Arrivée ensuite à l’office, elle fit préparer le samovar, bien que ce ne fût pas encore l’heure du thé ; elle avait envie d’exercer son pouvoir sur le sommelier Foka, l’homme le plus morose, le plus grincheux de tous leurs serviteurs. Il n’en crut pas ses oreilles et s’empressa de lui demander si c’était bien sérieux :

« Ah not’ demoiselle ! » murmura Foka en faisant semblant de se fâcher.

Personne ne donnait autant de commissions aux domestiques, personne ne les envoyait de tous côtés, comme Natacha. Dès qu’elle en apercevait un, elle s’ingéniait à lui trouver de la besogne : c’était plus fort qu’elle. On aurait dit qu’elle essayait sur eux sa puissance, qu’elle tenait à voir si l’un d’eux ne s’aviserait pas un beau jour de se révolter contre sa tyrannie, et pourtant c’étaient ses ordres qu’ils exécutaient toujours avec le plus d’empressement : « Et maintenant que ferai-je ? Où aller ? » se dit-elle en enfilant le long corridor, où le bouffon venait à sa rencontre : « Nastacia Ivanovna qu’est-ce que je mettrai au monde ?

— Toi ? des puces, des cigales et des grillons, c’est sûr !

— Mon Dieu, mon Dieu, mon Dieu, se dit Natacha, toujours la même chose, toujours le même ennui, où me fourrer ? » Sautant lestement de marche en marche, elle monta au second et entra chez Ioghel. Deux gouvernantes y étaient en train de causer avec M. et Mme Ioghel ; le dessert, composé d’un plat de quatre mendiants, était posé sur la table, et l’on discutait vivement sur la cherté de l’existence à Moscou et à Odessa.
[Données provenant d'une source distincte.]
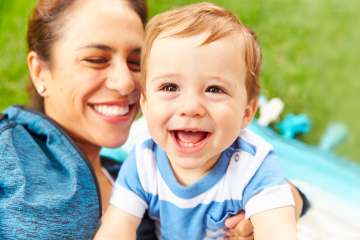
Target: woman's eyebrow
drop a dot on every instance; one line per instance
(98, 46)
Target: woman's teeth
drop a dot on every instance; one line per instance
(111, 111)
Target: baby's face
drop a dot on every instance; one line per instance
(196, 101)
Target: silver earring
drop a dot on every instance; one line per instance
(41, 89)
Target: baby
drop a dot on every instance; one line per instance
(200, 69)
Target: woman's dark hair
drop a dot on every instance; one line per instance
(44, 29)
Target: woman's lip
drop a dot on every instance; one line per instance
(114, 113)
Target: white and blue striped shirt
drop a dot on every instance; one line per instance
(246, 177)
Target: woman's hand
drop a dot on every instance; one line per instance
(239, 228)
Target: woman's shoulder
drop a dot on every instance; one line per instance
(47, 188)
(111, 165)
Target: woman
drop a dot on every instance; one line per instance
(84, 62)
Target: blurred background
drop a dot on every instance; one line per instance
(311, 59)
(310, 50)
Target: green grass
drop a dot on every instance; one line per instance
(310, 51)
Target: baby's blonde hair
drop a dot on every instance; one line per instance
(197, 18)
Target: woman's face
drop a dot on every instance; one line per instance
(91, 88)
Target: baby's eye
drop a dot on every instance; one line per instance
(215, 89)
(169, 87)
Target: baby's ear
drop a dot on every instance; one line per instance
(143, 104)
(250, 112)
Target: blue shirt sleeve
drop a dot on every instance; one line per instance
(268, 174)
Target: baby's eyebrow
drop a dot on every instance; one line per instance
(165, 76)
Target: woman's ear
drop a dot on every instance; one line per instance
(39, 72)
(250, 112)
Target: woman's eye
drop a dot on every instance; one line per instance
(215, 89)
(96, 60)
(169, 87)
(134, 66)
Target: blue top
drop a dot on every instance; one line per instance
(47, 189)
(246, 177)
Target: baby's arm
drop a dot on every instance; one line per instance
(277, 224)
(117, 224)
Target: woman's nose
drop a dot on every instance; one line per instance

Natacha s’assit un instant, écouta d’un air pensif et se leva : « L’île de Madagascar !… Ma-da-gas-car ! » murmura-t-elle en scandant chaque syllabe, et elle sortit sans répondre à Mme Schoss, qui était fort intriguée de sa mystérieuse exclamation. Rencontrant Pétia et son menin, fort occupés tous deux du feu d’artifice qu’on devait tirer à la tombée de la nuit :

« Pétia ! lui cria-t-elle, porte-moi jusqu’au bas !… » Et elle sauta sur le dos de Pétia, en lui enlaçant le cou de ses deux mains, et ils arrivèrent ainsi, l’un portant l’autre, en gambadant et en galopant jusqu’à l’escalier.